Last week, it was the first 3rd grade lesson about division. We decided to launch by mathematizing Dozens of Doughnuts to set the stage for the subsequent activities. If you haven’t read the book before, it is about a bear named LouAnn who keeps baking 12 doughnuts to share with a different number of guests who arrive at her door. We read the book and did a notice and wonder, anticipating we would hear something about LouAnn sharing doughnuts and the number of doughnuts, friends, or plates, which we did.

Student Displays

We then asked small groups to record all they ways that LouAnn shared her doughnuts. We purposefully didn’t specify the representation so they could look for different ways during the gallery walk.

As we walked around it was great to see the various ways students were representing the situations, but some small groups seemed to have settled on only one way. We had planned for them to look for similar and different ways during the gallery walk, but that can be so passive, with no opportunity for them to connect those new ideas to their work. So, instead of waiting for the gallery walk at the end, we decided to engage them mid-activity with each other’s ideas and allow time for them to use those ideas.

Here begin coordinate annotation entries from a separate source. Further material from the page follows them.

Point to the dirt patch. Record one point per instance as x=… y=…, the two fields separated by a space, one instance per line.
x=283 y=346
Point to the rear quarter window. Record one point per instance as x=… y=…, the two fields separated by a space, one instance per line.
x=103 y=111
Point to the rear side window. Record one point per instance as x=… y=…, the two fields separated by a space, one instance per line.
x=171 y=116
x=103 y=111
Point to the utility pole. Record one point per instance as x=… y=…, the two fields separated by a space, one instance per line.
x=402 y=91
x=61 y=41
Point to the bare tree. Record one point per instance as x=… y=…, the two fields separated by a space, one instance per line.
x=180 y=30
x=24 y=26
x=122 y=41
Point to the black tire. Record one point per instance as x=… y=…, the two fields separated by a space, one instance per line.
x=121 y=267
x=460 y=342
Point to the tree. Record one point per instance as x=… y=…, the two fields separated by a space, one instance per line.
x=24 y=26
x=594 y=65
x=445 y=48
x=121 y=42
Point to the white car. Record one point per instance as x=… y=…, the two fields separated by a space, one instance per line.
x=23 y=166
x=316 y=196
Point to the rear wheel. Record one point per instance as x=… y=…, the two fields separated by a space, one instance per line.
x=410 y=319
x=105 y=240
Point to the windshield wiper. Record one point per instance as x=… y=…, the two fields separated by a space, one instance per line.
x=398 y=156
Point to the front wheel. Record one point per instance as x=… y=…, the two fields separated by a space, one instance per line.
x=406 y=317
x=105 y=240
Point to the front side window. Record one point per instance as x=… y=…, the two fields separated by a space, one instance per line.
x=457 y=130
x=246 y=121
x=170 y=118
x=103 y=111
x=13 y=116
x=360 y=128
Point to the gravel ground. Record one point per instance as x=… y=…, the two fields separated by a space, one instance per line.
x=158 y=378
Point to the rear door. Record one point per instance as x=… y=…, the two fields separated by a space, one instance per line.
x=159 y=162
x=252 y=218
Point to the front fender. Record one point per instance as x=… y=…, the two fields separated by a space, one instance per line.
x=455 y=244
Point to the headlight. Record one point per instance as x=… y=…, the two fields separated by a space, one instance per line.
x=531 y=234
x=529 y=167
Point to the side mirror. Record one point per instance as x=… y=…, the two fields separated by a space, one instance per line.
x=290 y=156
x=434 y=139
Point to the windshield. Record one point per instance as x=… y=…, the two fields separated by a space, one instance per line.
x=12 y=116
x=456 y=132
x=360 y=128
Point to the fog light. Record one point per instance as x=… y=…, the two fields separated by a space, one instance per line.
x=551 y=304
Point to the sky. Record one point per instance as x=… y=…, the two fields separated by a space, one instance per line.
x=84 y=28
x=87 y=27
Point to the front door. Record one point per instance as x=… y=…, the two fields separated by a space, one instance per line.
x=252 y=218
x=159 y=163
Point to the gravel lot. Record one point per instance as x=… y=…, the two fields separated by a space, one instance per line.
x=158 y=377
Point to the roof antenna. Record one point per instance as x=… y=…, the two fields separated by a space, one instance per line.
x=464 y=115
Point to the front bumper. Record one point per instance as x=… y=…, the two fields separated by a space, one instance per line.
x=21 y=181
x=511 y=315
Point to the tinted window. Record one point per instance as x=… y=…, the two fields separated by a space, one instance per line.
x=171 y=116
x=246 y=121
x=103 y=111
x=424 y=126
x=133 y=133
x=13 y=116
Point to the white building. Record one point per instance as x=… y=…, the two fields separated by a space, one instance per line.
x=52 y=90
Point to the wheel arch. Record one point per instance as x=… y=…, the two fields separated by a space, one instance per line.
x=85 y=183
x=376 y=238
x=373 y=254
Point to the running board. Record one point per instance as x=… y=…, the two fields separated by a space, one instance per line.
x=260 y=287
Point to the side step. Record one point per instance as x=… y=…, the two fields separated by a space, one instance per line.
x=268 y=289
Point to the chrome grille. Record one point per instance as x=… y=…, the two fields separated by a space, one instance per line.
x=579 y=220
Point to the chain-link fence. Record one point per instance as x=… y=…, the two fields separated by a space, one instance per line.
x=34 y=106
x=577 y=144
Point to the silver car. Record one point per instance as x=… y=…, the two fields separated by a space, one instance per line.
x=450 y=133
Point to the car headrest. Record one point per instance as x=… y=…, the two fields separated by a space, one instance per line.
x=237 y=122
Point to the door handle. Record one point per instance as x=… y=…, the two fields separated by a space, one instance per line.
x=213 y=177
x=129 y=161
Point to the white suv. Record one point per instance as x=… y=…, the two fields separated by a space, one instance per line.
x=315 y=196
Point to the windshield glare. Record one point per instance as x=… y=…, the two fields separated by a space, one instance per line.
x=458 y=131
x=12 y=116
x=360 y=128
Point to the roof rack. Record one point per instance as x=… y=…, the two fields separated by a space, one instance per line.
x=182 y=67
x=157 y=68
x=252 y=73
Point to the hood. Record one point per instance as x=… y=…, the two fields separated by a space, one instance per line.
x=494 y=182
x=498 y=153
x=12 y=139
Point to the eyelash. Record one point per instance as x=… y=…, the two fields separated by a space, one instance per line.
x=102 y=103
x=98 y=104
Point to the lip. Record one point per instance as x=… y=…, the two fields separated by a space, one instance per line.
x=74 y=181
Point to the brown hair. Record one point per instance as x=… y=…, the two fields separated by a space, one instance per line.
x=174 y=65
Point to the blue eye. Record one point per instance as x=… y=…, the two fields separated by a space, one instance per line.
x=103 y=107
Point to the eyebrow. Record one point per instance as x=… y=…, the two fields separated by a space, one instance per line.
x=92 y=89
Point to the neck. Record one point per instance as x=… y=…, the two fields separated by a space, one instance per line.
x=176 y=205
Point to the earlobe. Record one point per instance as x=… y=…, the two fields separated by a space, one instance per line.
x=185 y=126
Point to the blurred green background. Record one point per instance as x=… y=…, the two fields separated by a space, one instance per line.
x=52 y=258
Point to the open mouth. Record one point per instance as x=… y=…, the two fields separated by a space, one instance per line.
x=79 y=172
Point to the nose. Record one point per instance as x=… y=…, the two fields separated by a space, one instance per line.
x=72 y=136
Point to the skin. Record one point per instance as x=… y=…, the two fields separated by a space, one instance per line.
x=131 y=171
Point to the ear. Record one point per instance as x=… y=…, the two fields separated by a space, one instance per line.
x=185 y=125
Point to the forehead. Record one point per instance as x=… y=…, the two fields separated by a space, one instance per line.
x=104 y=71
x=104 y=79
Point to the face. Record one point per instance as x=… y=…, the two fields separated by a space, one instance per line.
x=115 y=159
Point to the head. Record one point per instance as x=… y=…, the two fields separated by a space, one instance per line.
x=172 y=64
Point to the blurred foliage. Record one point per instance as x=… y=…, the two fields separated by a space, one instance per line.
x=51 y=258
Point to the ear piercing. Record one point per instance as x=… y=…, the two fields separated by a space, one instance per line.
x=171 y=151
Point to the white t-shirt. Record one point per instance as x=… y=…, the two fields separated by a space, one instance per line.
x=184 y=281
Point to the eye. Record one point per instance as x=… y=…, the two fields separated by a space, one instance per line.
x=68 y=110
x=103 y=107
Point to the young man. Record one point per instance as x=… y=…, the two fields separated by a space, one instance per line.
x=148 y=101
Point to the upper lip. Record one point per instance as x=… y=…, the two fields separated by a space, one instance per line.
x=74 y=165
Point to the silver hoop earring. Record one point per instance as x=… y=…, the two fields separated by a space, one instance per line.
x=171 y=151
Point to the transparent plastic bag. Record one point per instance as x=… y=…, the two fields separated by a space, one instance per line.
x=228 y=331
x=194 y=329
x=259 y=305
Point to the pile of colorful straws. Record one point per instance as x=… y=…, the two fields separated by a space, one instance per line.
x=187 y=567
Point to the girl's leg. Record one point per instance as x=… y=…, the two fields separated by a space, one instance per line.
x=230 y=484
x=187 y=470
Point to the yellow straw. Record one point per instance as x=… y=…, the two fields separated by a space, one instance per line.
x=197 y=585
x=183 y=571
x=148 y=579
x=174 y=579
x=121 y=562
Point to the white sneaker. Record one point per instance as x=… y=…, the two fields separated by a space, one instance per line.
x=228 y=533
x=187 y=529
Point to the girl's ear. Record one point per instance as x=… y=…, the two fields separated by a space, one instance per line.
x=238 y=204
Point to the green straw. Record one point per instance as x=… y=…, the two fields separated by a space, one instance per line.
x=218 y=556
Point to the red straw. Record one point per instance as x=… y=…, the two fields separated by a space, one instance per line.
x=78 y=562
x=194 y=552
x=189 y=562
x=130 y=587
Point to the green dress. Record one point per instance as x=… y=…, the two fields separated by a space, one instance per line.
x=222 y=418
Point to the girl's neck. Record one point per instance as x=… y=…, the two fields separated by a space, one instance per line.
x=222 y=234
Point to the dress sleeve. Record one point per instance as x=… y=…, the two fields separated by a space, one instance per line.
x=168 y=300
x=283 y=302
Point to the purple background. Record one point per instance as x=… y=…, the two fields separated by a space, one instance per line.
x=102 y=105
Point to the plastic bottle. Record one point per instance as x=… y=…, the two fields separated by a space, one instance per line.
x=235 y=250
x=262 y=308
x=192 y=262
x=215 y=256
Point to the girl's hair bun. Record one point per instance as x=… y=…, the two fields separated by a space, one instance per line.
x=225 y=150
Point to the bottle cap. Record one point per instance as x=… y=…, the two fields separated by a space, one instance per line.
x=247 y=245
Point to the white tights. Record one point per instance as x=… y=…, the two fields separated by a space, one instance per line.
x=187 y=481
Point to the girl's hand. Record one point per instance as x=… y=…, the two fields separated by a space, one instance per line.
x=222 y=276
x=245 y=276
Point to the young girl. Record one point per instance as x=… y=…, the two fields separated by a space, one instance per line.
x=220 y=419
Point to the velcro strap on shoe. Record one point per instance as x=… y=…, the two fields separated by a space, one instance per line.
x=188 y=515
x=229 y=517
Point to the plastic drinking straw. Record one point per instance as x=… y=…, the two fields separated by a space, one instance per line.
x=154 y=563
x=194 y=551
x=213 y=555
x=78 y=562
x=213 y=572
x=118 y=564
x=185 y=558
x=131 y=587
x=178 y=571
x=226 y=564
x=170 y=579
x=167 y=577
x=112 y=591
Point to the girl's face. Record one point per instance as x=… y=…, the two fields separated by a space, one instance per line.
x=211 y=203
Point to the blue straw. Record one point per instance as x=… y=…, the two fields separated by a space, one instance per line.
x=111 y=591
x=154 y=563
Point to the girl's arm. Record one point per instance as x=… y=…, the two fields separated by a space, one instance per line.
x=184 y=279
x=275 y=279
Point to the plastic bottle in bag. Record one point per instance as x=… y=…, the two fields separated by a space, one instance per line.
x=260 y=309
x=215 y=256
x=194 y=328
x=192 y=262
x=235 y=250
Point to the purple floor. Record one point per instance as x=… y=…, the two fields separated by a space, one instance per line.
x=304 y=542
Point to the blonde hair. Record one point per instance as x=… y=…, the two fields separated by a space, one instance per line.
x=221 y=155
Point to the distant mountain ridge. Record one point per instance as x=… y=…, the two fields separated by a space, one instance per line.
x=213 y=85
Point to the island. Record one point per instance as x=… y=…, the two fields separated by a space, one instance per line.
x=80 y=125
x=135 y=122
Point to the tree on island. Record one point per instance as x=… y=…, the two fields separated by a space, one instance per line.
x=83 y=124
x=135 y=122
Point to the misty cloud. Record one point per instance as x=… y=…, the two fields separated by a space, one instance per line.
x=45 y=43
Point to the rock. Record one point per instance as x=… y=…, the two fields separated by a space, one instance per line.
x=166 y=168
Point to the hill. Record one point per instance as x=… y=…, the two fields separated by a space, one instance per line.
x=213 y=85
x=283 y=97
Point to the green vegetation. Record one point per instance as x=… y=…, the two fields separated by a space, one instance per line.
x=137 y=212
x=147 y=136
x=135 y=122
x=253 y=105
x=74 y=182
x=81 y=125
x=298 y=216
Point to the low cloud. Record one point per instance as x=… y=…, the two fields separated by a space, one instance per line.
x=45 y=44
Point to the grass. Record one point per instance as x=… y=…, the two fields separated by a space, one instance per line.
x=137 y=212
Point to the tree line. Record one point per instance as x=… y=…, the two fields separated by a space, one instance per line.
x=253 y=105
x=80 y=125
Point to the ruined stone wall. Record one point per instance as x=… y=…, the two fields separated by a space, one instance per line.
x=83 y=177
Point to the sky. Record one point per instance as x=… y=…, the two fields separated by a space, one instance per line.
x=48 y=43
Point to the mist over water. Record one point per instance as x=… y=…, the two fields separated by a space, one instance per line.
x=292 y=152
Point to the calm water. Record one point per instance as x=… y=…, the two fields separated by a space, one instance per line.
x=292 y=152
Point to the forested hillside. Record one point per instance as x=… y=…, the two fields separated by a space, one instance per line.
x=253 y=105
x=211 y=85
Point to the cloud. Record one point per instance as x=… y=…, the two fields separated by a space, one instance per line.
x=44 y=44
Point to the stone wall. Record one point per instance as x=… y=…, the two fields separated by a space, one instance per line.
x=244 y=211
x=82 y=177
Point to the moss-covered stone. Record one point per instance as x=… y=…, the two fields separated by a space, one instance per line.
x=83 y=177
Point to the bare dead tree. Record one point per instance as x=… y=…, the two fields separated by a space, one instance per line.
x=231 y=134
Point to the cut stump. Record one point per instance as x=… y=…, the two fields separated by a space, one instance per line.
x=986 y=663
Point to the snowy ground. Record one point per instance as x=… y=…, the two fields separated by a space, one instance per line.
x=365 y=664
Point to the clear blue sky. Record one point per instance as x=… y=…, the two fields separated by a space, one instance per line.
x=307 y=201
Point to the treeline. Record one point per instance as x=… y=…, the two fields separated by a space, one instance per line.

Taking a page from Tracy’s book, Becoming the Math Teacher You Wish You Had, we opted for a Walk-Around to cross pollinate ideas. We asked students to walk around and look for ideas they wanted to add to their poster. These could be new ideas or just a different way of representing an idea they already had.

You would have thought we gave them a chance to ‘cheat’ as they walked around with such intention to other’s posters. I wish I had captured the before and afters of all of their posters, but here are just a few where you can see the new addition of ideas.

After they finished adding to their posters, we paused to discuss the ideas they found from others – both new ideas they hadn’t thought about and ideas they had, but were represented in different ways.

Next Activity

Students then independently solved a few problems. It was great to see the variation we saw on the posters in their work. So many great representations to share and connect in future lessons!